Gesture recognition is a novel approach to
human-computer interaction that allows you to use your
natural body movement to interact with computers.
Because gestures are a form of human communication
that is natural and expressive, they allow you to concentrate
on the task itself, using what you already do, rather
than having to learn new ways to interact. Our goal is to
enable unmanned vehicles to recognize the aircraft
handling gestures already made by deck crews. The
aircraft handling gestures use both body posture and
hand shapes; so it is important for our system to know
both information. My research concentrates on developing
a vision-based system that recognizes body and hand
gestures from a continuous input stream. My system uses
a single stereo camera to track body motion and hand
shapes simultaneously and combines this information
together to recognize body-and-hand gestures. We use
machine learning to train the system with lots of examples
allowing the system to learn how to recognize each gesture.
There are four steps that our system takes to recognize
gestures. First, from the input image obtained from a stereo
camera, we calculate 3D images and remove the
background. The second, our system estimates 3D body
posture by fitting a skeletal body model to the input image.
We extract various visual features, including 3D point cloud,
contour lines and the history of motion. These features are
computed both from the image and the skeletal model.
Then, the two sets are features are compared allowing our
program to come up with the most probable posture.
The third [step], once we know the body posture, we know
approximately where the hands are located. We search
around each of the estimated wrist positions, compute
visual features in that region and estimate the probability
that what we see there is one of the known hand shapes
used in aircraft handling. For example: palm open, closed,
and thumb up and thumb down. As the last step, we
combine the estimated body posture and hand shape to
determine gestures. We collected twenty-four aircraft
handling gestures from twenty people, giving us four
hundred sample gestures to use to teach the system to
recognize the gestures. We use a probabilistic graphical
model called a Latent Dynamic Conditional Random Field.

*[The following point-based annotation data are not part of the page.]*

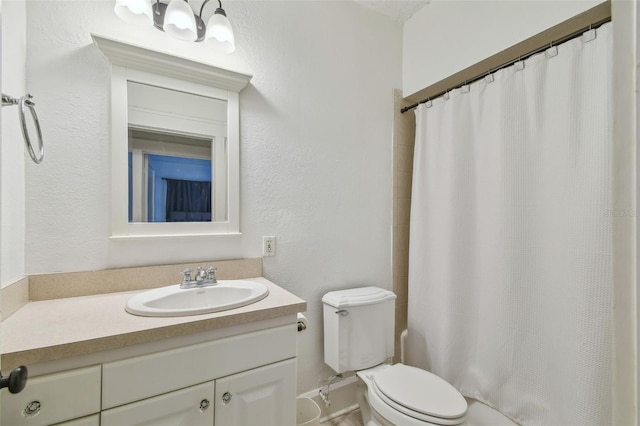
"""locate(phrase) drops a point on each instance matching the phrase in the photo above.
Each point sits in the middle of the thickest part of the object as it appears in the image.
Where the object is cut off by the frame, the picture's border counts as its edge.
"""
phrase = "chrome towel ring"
(26, 102)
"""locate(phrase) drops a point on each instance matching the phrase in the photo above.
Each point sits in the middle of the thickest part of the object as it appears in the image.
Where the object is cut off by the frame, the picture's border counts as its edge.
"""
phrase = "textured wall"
(435, 48)
(12, 149)
(316, 129)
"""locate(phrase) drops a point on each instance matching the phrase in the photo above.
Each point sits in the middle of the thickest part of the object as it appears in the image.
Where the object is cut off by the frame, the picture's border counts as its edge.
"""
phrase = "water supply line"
(324, 395)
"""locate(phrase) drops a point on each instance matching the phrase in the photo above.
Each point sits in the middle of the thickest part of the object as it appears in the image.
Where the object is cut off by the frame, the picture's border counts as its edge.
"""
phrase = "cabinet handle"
(204, 404)
(32, 409)
(16, 381)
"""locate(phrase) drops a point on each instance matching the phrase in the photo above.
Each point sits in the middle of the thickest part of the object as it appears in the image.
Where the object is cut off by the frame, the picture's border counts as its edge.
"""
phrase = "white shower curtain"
(510, 268)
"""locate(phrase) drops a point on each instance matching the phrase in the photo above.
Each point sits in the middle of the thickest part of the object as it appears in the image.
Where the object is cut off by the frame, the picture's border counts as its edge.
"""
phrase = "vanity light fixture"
(178, 20)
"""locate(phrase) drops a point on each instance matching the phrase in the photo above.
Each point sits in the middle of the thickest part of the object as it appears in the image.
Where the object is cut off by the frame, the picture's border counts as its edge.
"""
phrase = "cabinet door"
(263, 396)
(192, 406)
(53, 398)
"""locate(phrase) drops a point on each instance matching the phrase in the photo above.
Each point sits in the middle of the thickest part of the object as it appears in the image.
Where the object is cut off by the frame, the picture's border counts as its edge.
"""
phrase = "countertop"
(63, 328)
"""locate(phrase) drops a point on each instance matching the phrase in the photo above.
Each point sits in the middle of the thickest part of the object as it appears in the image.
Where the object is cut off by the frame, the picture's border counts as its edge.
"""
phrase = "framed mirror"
(175, 144)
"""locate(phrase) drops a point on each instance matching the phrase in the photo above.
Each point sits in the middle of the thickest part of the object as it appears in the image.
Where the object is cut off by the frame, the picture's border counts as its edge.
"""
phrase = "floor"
(350, 419)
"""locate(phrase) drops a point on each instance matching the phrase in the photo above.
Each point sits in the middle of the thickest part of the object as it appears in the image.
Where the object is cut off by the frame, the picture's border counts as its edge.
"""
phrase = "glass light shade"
(134, 11)
(219, 33)
(179, 21)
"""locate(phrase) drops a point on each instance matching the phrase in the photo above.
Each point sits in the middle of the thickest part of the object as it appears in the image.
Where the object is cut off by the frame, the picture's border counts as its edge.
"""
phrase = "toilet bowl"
(402, 395)
(359, 336)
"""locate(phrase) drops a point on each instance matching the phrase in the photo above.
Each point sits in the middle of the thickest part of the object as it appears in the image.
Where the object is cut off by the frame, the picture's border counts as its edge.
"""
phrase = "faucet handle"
(211, 273)
(186, 275)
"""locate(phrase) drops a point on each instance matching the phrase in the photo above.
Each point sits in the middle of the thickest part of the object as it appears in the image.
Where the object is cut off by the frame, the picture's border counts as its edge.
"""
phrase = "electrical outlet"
(268, 246)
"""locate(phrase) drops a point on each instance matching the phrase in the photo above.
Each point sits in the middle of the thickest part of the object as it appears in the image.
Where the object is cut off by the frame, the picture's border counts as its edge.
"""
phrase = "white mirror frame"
(135, 63)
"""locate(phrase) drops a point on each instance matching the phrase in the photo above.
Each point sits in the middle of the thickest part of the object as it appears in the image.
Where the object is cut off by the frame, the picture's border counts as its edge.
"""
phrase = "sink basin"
(173, 301)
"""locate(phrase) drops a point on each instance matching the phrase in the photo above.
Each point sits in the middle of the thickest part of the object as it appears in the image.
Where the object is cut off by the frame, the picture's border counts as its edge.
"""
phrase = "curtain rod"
(561, 40)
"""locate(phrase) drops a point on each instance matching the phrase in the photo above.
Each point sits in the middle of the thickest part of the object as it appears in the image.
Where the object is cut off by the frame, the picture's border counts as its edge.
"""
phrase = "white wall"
(315, 147)
(12, 150)
(447, 36)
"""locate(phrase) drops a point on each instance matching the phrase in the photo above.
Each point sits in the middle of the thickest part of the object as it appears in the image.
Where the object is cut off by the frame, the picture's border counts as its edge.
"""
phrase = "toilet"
(359, 327)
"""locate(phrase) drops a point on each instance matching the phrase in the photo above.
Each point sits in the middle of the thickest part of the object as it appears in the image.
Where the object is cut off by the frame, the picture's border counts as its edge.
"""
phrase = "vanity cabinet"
(54, 398)
(192, 406)
(244, 379)
(262, 396)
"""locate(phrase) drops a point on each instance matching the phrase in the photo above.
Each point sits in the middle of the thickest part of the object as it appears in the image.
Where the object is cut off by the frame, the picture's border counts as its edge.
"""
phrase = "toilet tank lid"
(357, 297)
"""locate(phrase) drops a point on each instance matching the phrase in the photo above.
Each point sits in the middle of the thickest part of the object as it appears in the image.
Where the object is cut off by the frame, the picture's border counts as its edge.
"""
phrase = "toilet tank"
(359, 326)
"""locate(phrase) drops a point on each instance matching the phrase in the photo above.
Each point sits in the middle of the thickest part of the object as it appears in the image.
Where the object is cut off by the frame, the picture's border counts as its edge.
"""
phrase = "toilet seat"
(419, 394)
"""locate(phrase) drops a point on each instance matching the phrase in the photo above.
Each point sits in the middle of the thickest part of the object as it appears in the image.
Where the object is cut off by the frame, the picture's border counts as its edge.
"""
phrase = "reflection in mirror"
(177, 156)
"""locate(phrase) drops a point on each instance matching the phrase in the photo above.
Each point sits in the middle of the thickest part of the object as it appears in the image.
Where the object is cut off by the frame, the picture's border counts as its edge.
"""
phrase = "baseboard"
(343, 397)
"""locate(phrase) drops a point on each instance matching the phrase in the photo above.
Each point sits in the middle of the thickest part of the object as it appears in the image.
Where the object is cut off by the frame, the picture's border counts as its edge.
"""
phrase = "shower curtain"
(510, 267)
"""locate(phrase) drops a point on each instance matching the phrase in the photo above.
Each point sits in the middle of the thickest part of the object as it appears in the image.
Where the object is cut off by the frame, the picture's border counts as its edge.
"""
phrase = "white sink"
(173, 301)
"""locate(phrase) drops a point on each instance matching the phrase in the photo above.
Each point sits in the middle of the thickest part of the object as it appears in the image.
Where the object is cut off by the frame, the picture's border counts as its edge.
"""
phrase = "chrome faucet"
(203, 278)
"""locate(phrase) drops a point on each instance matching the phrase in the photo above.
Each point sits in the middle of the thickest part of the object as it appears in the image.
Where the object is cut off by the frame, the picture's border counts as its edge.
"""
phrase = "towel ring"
(26, 102)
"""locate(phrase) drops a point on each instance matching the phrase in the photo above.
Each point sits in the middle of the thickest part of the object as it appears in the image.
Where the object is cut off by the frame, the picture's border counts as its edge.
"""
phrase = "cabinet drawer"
(192, 406)
(85, 421)
(53, 398)
(142, 377)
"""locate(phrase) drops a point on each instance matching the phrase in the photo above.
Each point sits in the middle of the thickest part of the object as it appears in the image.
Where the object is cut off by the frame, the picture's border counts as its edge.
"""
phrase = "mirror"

This model learns the distribution of the patterns of each
gesture as well as the transition between gestures. We use
this with a sliding window to recognize gestures continously
and apply the multi-layered filtering technique we developed
to make the recognition more robust. There is still a
considerable amount of work to be done in the field of
gesture recognition. Things we continue to work on include
improving the reliability, adaptability to new gestures and
developing appropriate feedback mechanisms; for example
the system can say, "I get it" or, "I don't get it."